Pengenalan Visual Basic
Basic adalah salah suatu developement tools untuk membangun aplikasi dalam lingkungan Windows. Dalam pengembangan aplikasi, Visual Basic menggunakan pendekatan Visual untuk merancang user interface dalam bentuk form, sedangkan untuk kodingnya menggunakan dialek bahasa Basic yang cenderung mudah dipelajari. Visual Basic telah menjadi tools yang terkenal bagi para pemula maupun para developer.

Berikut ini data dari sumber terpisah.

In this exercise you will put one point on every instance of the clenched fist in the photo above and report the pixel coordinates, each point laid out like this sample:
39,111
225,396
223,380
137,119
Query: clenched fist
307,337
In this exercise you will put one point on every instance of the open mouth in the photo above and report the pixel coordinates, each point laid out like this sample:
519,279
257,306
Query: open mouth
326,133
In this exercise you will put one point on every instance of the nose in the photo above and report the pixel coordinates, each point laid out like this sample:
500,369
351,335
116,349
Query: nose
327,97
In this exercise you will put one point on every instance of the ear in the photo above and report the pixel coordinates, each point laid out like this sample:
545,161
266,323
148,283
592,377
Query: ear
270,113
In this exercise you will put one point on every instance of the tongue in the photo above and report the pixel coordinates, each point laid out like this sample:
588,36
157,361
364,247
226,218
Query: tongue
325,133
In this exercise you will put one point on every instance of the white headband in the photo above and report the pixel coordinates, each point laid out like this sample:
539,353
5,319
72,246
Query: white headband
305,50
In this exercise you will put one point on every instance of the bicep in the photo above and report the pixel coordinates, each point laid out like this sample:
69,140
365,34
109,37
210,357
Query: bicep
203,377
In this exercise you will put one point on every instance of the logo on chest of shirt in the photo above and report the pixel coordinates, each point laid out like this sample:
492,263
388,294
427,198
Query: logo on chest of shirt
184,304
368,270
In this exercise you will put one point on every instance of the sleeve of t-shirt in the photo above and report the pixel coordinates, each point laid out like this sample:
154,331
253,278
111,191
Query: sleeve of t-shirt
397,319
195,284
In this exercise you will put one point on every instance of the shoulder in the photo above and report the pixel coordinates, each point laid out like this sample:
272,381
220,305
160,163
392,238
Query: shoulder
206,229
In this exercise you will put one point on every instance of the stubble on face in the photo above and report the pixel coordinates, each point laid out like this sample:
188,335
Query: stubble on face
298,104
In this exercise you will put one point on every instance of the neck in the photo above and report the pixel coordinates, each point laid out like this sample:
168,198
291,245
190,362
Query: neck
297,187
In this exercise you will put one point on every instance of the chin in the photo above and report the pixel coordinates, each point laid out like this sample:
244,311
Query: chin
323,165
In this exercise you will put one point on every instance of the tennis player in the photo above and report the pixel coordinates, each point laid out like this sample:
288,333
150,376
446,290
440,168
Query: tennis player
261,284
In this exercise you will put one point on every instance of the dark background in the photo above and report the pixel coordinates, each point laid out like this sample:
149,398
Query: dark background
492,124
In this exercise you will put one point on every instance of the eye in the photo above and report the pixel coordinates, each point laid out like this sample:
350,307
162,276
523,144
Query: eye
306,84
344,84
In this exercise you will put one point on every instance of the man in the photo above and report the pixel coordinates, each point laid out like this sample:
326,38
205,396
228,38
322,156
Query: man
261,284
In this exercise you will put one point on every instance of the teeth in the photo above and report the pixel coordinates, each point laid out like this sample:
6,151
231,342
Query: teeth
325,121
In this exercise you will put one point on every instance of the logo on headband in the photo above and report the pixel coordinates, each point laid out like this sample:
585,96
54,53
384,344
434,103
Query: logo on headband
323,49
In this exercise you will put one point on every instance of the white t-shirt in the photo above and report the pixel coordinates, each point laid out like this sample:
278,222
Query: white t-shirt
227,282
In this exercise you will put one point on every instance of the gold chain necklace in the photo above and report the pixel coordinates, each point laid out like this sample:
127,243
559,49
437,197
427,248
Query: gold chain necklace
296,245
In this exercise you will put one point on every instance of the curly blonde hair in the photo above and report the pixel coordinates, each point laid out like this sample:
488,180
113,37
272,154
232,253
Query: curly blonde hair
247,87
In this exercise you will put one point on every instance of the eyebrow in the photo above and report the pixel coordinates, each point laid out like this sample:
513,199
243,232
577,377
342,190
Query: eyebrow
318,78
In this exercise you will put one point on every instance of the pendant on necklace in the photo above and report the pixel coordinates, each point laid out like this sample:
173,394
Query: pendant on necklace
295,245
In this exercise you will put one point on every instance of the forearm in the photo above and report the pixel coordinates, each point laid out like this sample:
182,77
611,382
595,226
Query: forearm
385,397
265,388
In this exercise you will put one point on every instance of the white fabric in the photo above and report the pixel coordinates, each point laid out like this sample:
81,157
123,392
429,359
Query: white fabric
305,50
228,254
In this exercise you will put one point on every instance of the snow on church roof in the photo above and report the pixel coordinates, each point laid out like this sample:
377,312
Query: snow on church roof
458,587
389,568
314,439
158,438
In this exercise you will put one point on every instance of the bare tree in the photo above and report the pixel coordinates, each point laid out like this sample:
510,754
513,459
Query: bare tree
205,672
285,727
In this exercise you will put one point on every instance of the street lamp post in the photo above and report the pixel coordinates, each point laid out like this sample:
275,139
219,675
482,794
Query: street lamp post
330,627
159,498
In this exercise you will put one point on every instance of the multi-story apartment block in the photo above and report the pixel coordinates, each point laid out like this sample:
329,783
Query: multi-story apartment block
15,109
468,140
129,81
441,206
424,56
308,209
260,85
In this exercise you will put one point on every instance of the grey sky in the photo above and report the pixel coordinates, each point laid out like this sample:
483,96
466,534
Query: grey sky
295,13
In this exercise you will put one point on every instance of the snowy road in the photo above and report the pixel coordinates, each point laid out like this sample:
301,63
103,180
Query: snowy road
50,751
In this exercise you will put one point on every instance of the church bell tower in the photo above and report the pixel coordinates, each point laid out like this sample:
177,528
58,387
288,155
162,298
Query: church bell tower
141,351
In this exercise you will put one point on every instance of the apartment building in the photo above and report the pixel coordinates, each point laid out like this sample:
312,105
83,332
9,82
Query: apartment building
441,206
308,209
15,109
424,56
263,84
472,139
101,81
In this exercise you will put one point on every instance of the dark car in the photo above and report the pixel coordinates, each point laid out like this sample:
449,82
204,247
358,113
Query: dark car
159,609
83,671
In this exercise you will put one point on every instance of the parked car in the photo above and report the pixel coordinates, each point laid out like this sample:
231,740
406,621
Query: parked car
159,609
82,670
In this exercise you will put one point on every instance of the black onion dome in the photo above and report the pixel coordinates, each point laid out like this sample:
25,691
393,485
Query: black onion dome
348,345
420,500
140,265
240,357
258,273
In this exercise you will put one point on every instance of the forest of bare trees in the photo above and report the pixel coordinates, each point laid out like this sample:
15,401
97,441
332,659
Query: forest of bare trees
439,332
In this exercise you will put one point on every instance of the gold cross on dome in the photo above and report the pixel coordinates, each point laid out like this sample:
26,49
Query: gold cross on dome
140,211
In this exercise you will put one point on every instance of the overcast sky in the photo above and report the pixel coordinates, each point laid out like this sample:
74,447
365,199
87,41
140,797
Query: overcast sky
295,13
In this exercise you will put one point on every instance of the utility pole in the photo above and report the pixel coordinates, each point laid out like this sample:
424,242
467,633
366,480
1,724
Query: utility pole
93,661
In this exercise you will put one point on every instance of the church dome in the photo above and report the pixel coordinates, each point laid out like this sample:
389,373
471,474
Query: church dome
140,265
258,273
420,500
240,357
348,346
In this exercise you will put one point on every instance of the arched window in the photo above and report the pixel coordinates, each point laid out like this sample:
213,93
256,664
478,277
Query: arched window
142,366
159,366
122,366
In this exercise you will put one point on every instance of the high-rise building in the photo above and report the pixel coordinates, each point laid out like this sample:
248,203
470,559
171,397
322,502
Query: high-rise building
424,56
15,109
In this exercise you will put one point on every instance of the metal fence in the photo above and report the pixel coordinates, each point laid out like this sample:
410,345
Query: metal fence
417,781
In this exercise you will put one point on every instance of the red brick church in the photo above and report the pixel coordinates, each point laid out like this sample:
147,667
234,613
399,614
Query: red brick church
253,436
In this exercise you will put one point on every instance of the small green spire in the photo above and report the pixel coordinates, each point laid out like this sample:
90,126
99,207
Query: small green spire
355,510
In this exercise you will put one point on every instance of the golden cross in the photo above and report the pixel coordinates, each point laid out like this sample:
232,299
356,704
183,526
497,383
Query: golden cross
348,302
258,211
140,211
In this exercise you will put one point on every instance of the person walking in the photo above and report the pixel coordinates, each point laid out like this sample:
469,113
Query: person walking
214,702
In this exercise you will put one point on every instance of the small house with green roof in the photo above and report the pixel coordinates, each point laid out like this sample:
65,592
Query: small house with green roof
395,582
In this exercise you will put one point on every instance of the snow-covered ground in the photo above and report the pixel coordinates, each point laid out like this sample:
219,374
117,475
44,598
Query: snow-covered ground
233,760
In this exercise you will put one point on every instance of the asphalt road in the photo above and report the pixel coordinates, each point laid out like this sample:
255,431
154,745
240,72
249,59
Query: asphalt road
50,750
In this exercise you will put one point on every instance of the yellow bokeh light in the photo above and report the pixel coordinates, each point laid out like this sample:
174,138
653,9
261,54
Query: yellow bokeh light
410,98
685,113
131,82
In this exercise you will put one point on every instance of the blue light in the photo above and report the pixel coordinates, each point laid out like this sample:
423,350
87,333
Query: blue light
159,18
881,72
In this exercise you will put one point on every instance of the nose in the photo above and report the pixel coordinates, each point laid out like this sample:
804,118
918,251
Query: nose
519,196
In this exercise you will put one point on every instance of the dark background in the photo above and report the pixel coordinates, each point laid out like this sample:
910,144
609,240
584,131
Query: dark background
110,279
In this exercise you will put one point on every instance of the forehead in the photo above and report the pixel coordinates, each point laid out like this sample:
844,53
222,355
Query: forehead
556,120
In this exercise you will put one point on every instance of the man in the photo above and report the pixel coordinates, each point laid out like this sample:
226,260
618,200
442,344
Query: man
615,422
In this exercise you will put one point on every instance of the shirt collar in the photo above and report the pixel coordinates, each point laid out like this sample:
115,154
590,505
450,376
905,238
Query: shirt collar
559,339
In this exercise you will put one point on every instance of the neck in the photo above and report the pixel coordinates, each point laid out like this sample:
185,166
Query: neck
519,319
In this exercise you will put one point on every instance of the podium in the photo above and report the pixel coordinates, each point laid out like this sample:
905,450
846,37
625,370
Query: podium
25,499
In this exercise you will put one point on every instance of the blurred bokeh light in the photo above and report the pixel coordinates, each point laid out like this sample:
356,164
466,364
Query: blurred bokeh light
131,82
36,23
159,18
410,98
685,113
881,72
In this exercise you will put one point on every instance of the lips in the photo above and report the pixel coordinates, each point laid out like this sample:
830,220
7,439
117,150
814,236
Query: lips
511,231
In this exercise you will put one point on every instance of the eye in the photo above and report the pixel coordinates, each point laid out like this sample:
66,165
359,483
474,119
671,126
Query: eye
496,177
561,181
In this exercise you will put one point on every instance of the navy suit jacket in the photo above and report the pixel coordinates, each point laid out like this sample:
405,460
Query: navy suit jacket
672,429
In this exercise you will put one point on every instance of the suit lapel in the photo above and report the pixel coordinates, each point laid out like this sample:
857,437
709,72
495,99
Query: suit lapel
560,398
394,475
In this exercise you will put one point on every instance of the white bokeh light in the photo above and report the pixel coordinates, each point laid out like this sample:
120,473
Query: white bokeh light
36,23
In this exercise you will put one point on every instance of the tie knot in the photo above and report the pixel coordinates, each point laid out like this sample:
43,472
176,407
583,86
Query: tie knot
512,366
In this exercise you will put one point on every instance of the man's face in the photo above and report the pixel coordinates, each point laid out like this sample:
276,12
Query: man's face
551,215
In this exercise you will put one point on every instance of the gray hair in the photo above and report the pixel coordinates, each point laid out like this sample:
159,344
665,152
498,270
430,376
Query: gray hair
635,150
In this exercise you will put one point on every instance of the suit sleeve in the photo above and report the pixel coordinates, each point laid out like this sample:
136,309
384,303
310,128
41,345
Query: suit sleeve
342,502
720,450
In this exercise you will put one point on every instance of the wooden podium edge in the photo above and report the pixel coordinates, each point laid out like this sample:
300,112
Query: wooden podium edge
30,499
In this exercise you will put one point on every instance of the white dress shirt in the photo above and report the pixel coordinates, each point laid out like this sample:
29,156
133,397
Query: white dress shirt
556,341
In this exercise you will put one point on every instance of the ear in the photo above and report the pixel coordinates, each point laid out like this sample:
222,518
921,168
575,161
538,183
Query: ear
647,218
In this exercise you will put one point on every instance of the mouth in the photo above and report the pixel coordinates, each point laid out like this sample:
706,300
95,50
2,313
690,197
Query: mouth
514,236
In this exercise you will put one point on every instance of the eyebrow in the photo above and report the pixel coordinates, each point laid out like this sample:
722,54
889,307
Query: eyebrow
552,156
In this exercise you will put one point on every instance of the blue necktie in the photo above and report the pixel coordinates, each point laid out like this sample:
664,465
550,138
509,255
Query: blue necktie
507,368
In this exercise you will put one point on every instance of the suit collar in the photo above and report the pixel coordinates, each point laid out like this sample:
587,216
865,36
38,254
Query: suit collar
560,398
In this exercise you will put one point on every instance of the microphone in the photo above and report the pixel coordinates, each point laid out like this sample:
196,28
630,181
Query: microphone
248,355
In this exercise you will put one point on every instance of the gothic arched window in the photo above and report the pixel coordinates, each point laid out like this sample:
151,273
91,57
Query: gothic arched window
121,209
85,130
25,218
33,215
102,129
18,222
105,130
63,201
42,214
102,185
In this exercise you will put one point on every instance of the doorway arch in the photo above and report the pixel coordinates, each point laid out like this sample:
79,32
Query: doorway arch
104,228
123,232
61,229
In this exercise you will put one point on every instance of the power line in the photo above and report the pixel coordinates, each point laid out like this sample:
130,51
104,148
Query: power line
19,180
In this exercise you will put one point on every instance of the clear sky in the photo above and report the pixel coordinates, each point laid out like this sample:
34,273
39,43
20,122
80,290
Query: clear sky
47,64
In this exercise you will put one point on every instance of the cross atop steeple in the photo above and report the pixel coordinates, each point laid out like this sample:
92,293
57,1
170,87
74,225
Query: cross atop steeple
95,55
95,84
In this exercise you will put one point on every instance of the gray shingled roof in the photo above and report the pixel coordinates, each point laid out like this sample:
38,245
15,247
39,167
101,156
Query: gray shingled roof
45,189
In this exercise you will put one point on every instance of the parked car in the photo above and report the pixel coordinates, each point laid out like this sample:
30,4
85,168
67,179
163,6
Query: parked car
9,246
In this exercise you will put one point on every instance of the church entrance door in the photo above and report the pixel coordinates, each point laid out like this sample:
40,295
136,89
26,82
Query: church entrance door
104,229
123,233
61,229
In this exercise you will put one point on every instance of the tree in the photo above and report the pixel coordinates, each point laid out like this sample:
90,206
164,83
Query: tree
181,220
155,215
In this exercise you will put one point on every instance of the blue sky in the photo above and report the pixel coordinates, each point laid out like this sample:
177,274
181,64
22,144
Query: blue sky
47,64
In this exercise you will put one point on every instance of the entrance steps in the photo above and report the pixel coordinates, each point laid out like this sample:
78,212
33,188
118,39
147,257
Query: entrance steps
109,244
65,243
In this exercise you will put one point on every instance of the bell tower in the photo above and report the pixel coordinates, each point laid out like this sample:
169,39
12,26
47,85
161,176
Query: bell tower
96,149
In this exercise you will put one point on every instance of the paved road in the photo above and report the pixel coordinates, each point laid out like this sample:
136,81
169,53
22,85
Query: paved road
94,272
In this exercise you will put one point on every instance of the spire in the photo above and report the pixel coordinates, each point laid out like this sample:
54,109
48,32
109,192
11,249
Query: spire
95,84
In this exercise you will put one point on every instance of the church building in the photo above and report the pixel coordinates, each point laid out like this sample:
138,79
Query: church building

Visual Basic adalah bahasa pemrograman berbasis Microsoft Windows yang merupakan Object Oriented Programming (OOP), yaitu pemrograman berorientasi objek, Visual Basic menyediakan objek-objek yang sangat kuat, berguna dan mudah.
Dalam lingkungan Windows, User-interface sangat memegang peranan penting, karena dalam pemakaian aplikasi yang kita buat, pemakai senantiasa berinteraksi dengan User-interface tanpa menyadari bahwa dibelakangnya berjalan instruksi-instruksi program yang mendukung tampilan dan proses yang dilakukan.
Pada pemrograman Visual, pengembangan aplikasi dimulai dengan pembentukkan user interface, kemudian mengatur properti dari objek-objek yang digunakan dalam user interface, dan baru dilakukan penulisan kode program untuk menangani kejadian-kejadian (event). Tahap pengembangan aplikasi demikian dikenal dengan istilah pengembangan aplikasi dengan pendekatan Bottom Up.
Ada beberapa hal yang harus dipahami dalam mempelajari Visual Basic :
Objek
Sering disebut entity adalah sesuatu yang bisa dibedakan dengan lainnya. Pada dasarnya seluruh benda didunia ini bisa dikatakan sebagai objek, contoh : mobil, komputer, radio, dan lain-lain.
Dalam Visual Basic objek-objek yang dimaksud disebut kontrol. Jenis-jenis kontrol antara lain ; Label, Text Box, Combo Box, List Box, dan masih banyak lagi.


Properti
Sering disebut atribut, adalah ciri-ciri yang menggambarkan uatu objek. Misalnya disebut objek mobil jika mempunyai ban, spion, rem, dan lain-lain.
Event
Suatu kejadian yang menimpa objek. Bagaimana jika mobil didorong, ditabrak, dicat, dan sebagainya.
Metode
Kemampuan yang dimiliki oleh suatu objek. Contohnya jika mobil berbelok, mundur, maju.
Lingkungan Kerja Visual Basic
Project adalah sekumpulan modul/program aplikasi itu sendiri, projek disimpan dalam file berextension .VBP biasanya berisi form-form.
Ada tiga icon dalam projek
þ View Code : tampilkan jendela editor program
þ View Object : tampilkan bentuk formulir
þ Togle Folder : tampilkan folder tempat penyimpanan file
Form adalah objek yang dipakai untuk tempat bekerja program aplikasi. Di dalamnya tempat diletakan objek-objek lainnya. Di dalam form ada grid (garis titik-titik yang berguana untuk pengaturan letak).
Toolbox kotak alat berisi icon-icon atau komponen untuk memasukan objek tertentu kedalam form.
Tambah komponen : klik kanan pada toolbox -> komponen atau add tab
Propertis adalah untuk menentukan setting suatu objek, menentukan cara kerja dari objek saat program dijalankan misal warna, hurup dan lain-lain.
Kode program adalah serangkaian tulisan perintah yang akan dilaksanakan jika suatu objek dijalankan.